К моему трудовому двадцатипятилетнему юбилею горсовет вручил мне почетную грамоту, где меня именовали благодетелем Гульденберга. Более законченной издевки и не придумаешь, ибо отца, этого лживого, жадного, скверного человека, при жизни тоже величали благодетелем Гульденберга, не иначе.
Отец добился своего — я последовал его примеру во всем.
В ответ на поздравления к юбилею я решил работать впредь не больше двенадцати часов в неделю. Я сослался на ухудшение здоровья, якобы пожертвованного неутомимым благодетелем для города. В тот же день я впервые отнес цветы на могилу отца. Я понял, что ненавидел его лишь затем, чтобы иметь оправдание никчемности моей жизни.
За неделю до своей смерти господин Хорн зашел ко мне. Я решила, что он хочет лишь заплатить за комнату, и осталась сидеть.
Он стал со мной еще неразговорчивей с того дня, когда внезапно и без всяких объяснений оборвал наши отношения фразой «простите, но мы не должны так поступать».

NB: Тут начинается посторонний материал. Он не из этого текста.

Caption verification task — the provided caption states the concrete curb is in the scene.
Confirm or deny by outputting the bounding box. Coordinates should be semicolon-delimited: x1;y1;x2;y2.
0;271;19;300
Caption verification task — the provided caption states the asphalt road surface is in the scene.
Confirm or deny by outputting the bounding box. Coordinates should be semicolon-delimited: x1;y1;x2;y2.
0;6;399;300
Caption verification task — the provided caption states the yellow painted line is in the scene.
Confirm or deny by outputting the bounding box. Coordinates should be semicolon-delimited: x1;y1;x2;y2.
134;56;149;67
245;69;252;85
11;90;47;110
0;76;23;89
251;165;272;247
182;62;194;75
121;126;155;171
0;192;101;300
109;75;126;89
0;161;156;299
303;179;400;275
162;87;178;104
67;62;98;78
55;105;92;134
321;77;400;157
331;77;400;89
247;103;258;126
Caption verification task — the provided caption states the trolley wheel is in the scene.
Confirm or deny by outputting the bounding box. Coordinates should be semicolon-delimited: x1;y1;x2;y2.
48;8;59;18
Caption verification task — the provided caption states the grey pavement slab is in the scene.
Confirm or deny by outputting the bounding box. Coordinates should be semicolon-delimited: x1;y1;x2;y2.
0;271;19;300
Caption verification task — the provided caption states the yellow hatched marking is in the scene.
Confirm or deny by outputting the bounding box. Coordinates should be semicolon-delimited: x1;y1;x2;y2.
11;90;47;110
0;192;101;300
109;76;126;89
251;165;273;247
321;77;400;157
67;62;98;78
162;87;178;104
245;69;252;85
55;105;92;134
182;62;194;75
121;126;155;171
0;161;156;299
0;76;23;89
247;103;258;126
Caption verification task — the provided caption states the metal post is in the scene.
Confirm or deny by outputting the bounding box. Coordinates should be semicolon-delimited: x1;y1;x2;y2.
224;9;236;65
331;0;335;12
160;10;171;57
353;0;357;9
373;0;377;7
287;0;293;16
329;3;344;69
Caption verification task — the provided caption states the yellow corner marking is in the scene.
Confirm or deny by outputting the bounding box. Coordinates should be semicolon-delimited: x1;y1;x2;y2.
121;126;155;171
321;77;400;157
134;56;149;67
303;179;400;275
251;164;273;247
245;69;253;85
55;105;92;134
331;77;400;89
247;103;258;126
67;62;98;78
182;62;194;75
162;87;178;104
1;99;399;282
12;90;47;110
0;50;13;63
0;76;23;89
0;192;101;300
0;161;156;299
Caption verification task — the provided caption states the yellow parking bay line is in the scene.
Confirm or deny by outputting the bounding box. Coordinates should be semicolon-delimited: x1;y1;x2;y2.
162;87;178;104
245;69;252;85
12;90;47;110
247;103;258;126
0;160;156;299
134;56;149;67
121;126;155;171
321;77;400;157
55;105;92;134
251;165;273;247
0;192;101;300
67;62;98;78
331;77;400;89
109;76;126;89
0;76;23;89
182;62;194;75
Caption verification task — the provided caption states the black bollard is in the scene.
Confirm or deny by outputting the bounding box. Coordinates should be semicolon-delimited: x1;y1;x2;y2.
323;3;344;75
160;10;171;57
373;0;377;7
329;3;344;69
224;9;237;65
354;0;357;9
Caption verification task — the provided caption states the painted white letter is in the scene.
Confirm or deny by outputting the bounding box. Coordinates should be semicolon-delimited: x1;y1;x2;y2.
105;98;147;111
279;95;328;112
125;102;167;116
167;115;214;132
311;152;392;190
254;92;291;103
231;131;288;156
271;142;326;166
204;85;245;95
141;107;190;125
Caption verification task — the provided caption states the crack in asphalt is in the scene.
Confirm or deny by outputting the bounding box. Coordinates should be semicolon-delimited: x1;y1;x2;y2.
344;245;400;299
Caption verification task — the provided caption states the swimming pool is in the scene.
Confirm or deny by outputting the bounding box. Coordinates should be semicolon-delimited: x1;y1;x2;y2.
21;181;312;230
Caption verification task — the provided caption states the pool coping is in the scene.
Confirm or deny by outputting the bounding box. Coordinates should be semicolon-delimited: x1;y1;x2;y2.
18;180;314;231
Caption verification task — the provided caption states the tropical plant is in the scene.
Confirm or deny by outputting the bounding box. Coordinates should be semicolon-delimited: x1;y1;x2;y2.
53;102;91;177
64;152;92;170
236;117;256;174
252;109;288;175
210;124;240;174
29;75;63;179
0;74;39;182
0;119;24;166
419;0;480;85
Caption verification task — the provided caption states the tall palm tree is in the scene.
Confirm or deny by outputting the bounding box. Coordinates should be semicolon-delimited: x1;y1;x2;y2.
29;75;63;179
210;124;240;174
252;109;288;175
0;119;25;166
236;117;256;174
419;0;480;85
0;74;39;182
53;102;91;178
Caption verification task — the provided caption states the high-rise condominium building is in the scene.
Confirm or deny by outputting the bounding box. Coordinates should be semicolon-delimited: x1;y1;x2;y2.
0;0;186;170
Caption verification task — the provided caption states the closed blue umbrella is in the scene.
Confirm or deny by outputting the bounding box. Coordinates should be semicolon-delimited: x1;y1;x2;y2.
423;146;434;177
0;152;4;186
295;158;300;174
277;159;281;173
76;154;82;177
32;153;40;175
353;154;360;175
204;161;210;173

Я редко видела его. Иногда мы встречались по дороге домой, он вежливо здоровался и предлагал донести сумку. Дома он старался избегать меня. Если же мы случайно сталкивались в коридоре, он лишь кивал и молча улыбался. Он придерживал дверь или отступал в сторону, чтобы пропустить меня. Он был предупредителен, и всегда казалось, будто спешить ему некуда. Каждый месяц он приходил ко мне заплатить за комнату. Выложив деньги на стол, он из вежливости или от смущения говорил что-нибудь. Интересовался рукоделием, которым я как раз занималась, или тем, как прошел день. Он всегда предлагал свою помощь, хотя знал, что я никогда не приму это предложение. Четыре года назад, через несколько недель после того, как он у меня поселился, я попросила его поговорить с Паулем, который совсем перестал меня слушаться, а когда я его ругала, просто уходил, хлопнув дверью. Господин Хорн не захотел выполнить моей просьбы.
— Я ему не отец, — сказал он. — С какой стати Паулю слушаться меня?
Нет, он бы мне ни в чем не помог, и каждое его слово снова убеждало меня в этом.
В тот день, когда господин Хорн последний раз зашел ко мне, он, как обычно, выложил на стол деньги. Лишь когда он отодвинул стул, чтобы присесть, я подняла глаза от вязания и сняла ноги с кушетки. Я догадалась, что он хочет не только расплатиться. Прежде он никогда не садился. Обычно он произносил стоя несколько слов и тут же уходил.
Теперь же он устало сидел за столом и задумчиво глядел на меня.
— Что-нибудь произошло? — спросила я. — Может, надо помочь?
— Нет-нет. — Он улыбнулся и слабо взмахнул рукой.
— Хотите чаю? Или лучше пива?
Он покачал головой, продолжая сидеть. Мне было невдомек, что ему понадобилось. Он сидел и смотрел на меня. От смущения вязание выпало у меня из рук, а когда я поднимала его, то стукнулась головой о край стола.